The Moral of this Story is...

I was on a bus today. As usual I was stealth-hating the people who weren't wearing masks and, actually there weren't that many. Just three I could see. But they were types: the tall guy who looked like Bible John, with his tidy, side-parted auburn hair. He had expensive trainers and was carrying a high-end sports holdall, and I thought "I've got your number, mate. You're Ginger Djokovic. You think you're immune to the Covid because of your gym toned, power-shake chugging physique, and you don't see why you should have to wear a mask because you still think, after two years, that the mask is supposed to protect you and not others. And besides, how can you have Covid because of all of your reps and curls and burpees? Yeah, I vaguely know what those things are. 
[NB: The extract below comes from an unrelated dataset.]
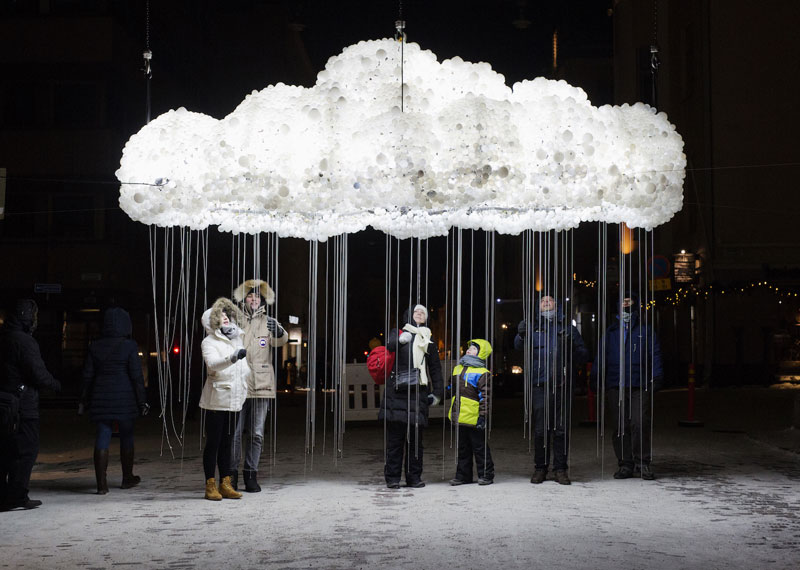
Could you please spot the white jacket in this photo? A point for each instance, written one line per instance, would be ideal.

Sat in the central aisle was a woman with a spray tan, her blonde hair scraped back. Beneath her coat was some sort of white uniform, and I thought she's a beauty therapist or something. She'll have some bullshit, hippy wind-chimes and dream-catchers reason for not wearing a mask. A variation on gym bunny's but with added spiritual bullshit. I seethed at her. Quietly. 

The last one was a pretty girl in glasses, and my rage was sort of dissipated and lacking focus there, because she didn't look like any of my lazy prejudices. There was clearly more going on here than I was prepared for. She looked pretty cool, so it was actually more annoying than the other two. In days gone by, when music was tribal, I used to like the certainty of knowing what people listened to by what they wore. When all that went away I was bereft, and now here was this girl with her secret history, being unreadable. Rude. 

At this point a tall frail looking man shuffled down the aisle of the bus, pausing only to tell some giggling teenage girls behind me that they were "ugly cunts". He stood in front of the pretty girl, and was clearly in a bad way. He was wearing a mask but he seemed very unwell. Not Covid unwell - falling over unwell. He had a fist full of bank notes and dropped a tenner on the floor. I saw it, the pretty girl saw it. Bible John saw it. The women in masks sat opposite him saw it. No one did anything. Then, the beautician got out of her seat, picked up the tenner, handed it to him, explained where it had come from and why it was his, and then offered him her seat. And she stood for the rest of the journey. Even though the bloke got out of his seat about five minutes later and carried on wandering down the bus, bumping into people and swearing at them.       

And I thought, what a horrible man I am. Sat in my seat, masked up like the speak-no-evil monkey, and judging everybody I see. This woman - mouth and nose puffing contagion in a clammily confined space - had done something kind and decent for a man, though he was clearly not very pleasant, just because he needed help.  Because it was the right thing to do. Whereas I, responsible member of the public attending faithfully to the scientific guidelines, had sat on my fat arse and watched a wobbly old drunk lose his beer money. It was chastening. 

It's hard, after two years of this bullshit, not to judge people for not wearing masks. Susan and I have lived like hermits. I've gone from being man about town to man about living room. I have an old geezer's shuffle. We've never had Covid because we've tried really hard to hide from Covid. The only place I could possibly have caught it was in the queue for my booster jab.

I don't know everyone's circumstances. I don't know what's going on in their world, and the most altruistic act I witnessed today was from a woman with a naked nose and mouth. I'll try and be less judgmental in future. I know nothing about her, I made a few wild assumptions based on her appearance. I know nothing about her beyond a simple act of kindness. 

But she should have worn a fucking mask.